Oh, by the way, these days, they also asked if you had own a house. A scooter was a given. Just as back then, they assumed you own some buffalos to tend the field.

My sister has lived a hard but productive life. As symbolized by the animal represents her.

Mine? you guess. It’s the monkey. Jumping from tree to tree , culture to culture and not commit completely to one set of beliefs. It’s boring for a monkey to sit under the shade of just one tree in a forest full of them. It would bore him to tears. Scratching that ich all day wondering if the next tree might be worth the leap. Who knows, I might find happiness at the next bend, next road less travel. And if not, the journey itself is the reward.
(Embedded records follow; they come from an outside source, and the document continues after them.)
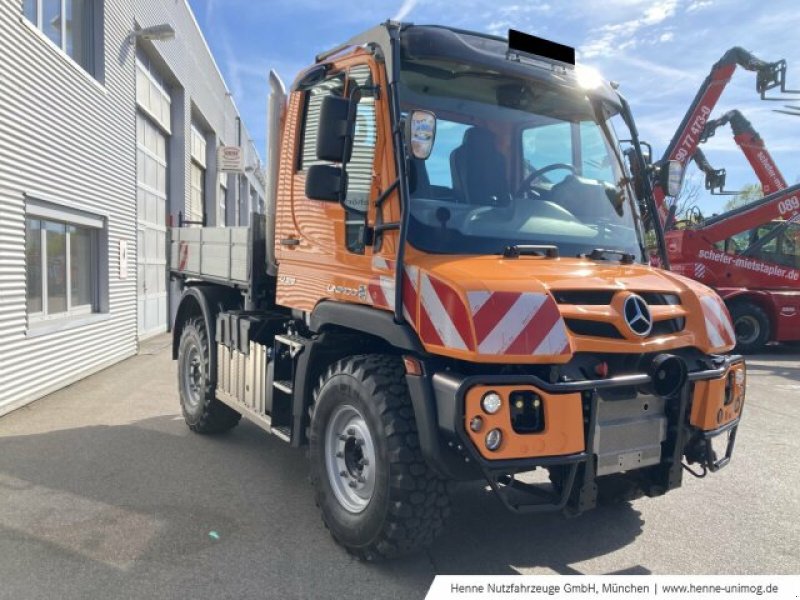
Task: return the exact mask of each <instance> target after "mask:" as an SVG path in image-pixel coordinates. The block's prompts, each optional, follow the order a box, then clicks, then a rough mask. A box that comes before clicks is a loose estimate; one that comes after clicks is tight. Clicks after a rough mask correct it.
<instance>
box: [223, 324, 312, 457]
mask: <svg viewBox="0 0 800 600" xmlns="http://www.w3.org/2000/svg"><path fill="white" fill-rule="evenodd" d="M237 342H238V343H237V344H236V345H233V344H231V345H232V346H233V348H231V347H229V346H228V345H226V344H225V343H222V342H220V343H218V344H217V388H216V396H217V399H218V400H219V401H220V402H222V403H223V404H226V405H227V406H230V407H231V408H232V409H233V410H235V411H237V412H239V413H241V414H242V415H243V416H245V417H247V419H248V420H250V421H252V422H253V423H255V424H256V425H258V426H259V427H261V428H262V429H264V430H265V431H267V432H268V433H271V434H273V435H275V436H276V437H277V438H279V439H281V440H283V441H285V442H291V431H292V429H291V425H292V401H293V393H294V386H293V384H292V382H293V380H294V365H295V360H296V358H297V356H298V355H299V354H300V353H301V352H302V351H303V349H304V348H305V344H304V342H303V340H302V338H298V337H294V336H291V335H286V334H281V335H276V336H275V337H274V345H273V347H272V348H268V347H267V346H264V345H263V344H259V343H257V342H253V341H248V340H247V339H246V338H245V339H241V338H240V339H239V340H237Z"/></svg>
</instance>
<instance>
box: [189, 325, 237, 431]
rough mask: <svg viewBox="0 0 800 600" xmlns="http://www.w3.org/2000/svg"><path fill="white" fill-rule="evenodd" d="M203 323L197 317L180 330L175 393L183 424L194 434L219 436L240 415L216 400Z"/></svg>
mask: <svg viewBox="0 0 800 600" xmlns="http://www.w3.org/2000/svg"><path fill="white" fill-rule="evenodd" d="M211 371H212V369H211V351H210V346H209V341H208V332H207V331H206V324H205V321H204V320H203V319H202V318H200V317H197V318H195V319H192V320H190V321H189V322H188V323H186V325H184V327H183V332H182V333H181V342H180V345H179V347H178V390H179V392H180V400H181V410H182V412H183V418H184V420H185V421H186V424H187V425H188V426H189V429H191V430H192V431H194V432H197V433H220V432H222V431H227V430H228V429H231V428H233V427H235V426H236V425H237V424H238V423H239V419H241V418H242V415H240V414H239V413H237V412H236V411H235V410H233V409H232V408H230V407H228V406H226V405H225V404H223V403H222V402H220V401H219V400H217V398H216V396H215V394H214V390H215V388H216V386H217V377H216V373H212V372H211Z"/></svg>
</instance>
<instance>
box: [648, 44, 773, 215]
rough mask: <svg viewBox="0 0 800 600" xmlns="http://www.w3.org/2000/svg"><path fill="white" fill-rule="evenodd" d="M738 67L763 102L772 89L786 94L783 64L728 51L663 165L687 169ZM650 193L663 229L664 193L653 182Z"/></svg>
mask: <svg viewBox="0 0 800 600" xmlns="http://www.w3.org/2000/svg"><path fill="white" fill-rule="evenodd" d="M737 67H741V68H743V69H745V70H747V71H753V72H755V73H756V91H757V92H758V93H759V95H760V96H761V98H762V99H765V94H766V92H767V91H769V90H771V89H774V88H780V89H781V91H783V92H786V91H787V90H786V61H784V60H779V61H776V62H766V61H763V60H761V59H760V58H757V57H756V56H754V55H753V54H752V53H751V52H749V51H747V50H745V49H744V48H740V47H738V46H737V47H734V48H731V49H730V50H728V51H727V52H726V53H725V54H724V55H723V56H722V58H720V60H718V61H717V62H716V63H715V64H714V66H713V67H712V68H711V72H710V73H709V74H708V76H707V77H706V79H705V81H703V84H702V85H701V86H700V89H699V90H698V91H697V94H696V95H695V98H694V100H693V101H692V103H691V104H690V105H689V109H688V110H687V111H686V114H685V115H684V117H683V120H682V121H681V124H680V126H679V127H678V129H677V131H676V132H675V135H674V136H673V138H672V140H671V141H670V143H669V145H668V146H667V149H666V150H665V151H664V156H663V157H662V159H661V163H662V164H666V162H667V161H669V160H676V161H678V162H680V163H681V164H682V165H683V167H684V168H686V166H687V165H688V163H689V161H690V160H691V159H692V156H694V154H695V151H696V150H697V146H698V144H699V143H700V139H701V136H702V134H703V131H704V130H705V125H706V122H707V121H708V119H709V117H710V116H711V113H712V112H713V110H714V107H715V106H716V105H717V102H719V99H720V96H721V95H722V92H723V91H724V90H725V87H726V86H727V85H728V83H729V82H730V80H731V77H733V74H734V72H735V71H736V68H737ZM653 192H654V196H655V202H656V208H657V210H658V214H659V218H660V221H661V224H662V225H666V224H667V218H668V216H669V207H668V206H667V203H666V197H667V194H666V190H664V189H663V187H662V186H661V185H659V183H658V182H656V184H655V186H654V190H653Z"/></svg>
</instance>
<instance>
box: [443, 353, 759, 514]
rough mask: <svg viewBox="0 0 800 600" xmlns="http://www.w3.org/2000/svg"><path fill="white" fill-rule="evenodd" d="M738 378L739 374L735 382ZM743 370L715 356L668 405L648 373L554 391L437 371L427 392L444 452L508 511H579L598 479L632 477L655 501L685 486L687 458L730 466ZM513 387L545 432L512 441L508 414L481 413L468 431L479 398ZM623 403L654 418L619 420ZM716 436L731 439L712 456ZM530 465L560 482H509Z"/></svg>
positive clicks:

What’s your animal symbol? or Avatar? You see, each culture has its own way to move beyond one self. To break out of what’s given, what’s restricted.

May you find your match, off or online.

Closure

Fact 1: I went to Penn State.

Fact 2: I felt ashamed and defensive (no punt intended) at the same time

Fact 3: I am not alone in this.

There are more stuff to be worried about these days: immediate and long-term future.

Already a book was out (at 50% off) about Penn State and the culture of silence.

Collective amnesia.

Just like Vietnam War aftermath.

Or Watergate aftermath.

We move on. Have to.

It takes time discounting some relapses.

We are not therapists, much less self-therapists.

And we men don’t talk it out over coffee. Ain’t cool.

Let’s hit the gym.

Put some more weight on the bench press. Could you spot me!

Let pain reign.

It ain’t hurt.

Psycho-somatic syndrome.

What’s outside should not be let in, to infect and destroy what’s inside.

We last longer than the storm.

We survive disaster after disaster.

Only to get to the best part: closure.

By then, we have turned semi-experts on the subject of recovery.

Survivors and strivers. Long-distance runners and deep thinkers.

Conversation with myself while running, for instance.

Zen and the Art of Motorcycle maintenance.

Each generation is tossed a curved ball. Up to us to catch it, spin it and develop new coping strategies.

Ours faces threats that we have never seen before.

Sometimes, from within. From the defense line. From the top whom we respect.

The day the music dies. Sometimes, I think it’s best for the candle to go out at peak.

Like James Dean, M. Monroe, J. Lennon and M. Jackson. At least, they are icons frozen in time.

A sense of permanence and immortality. For now, being human, I got to deal with stages of grief. I got to get to closure, to acceptance. Got to look at myself in the mirror and smile reluctant.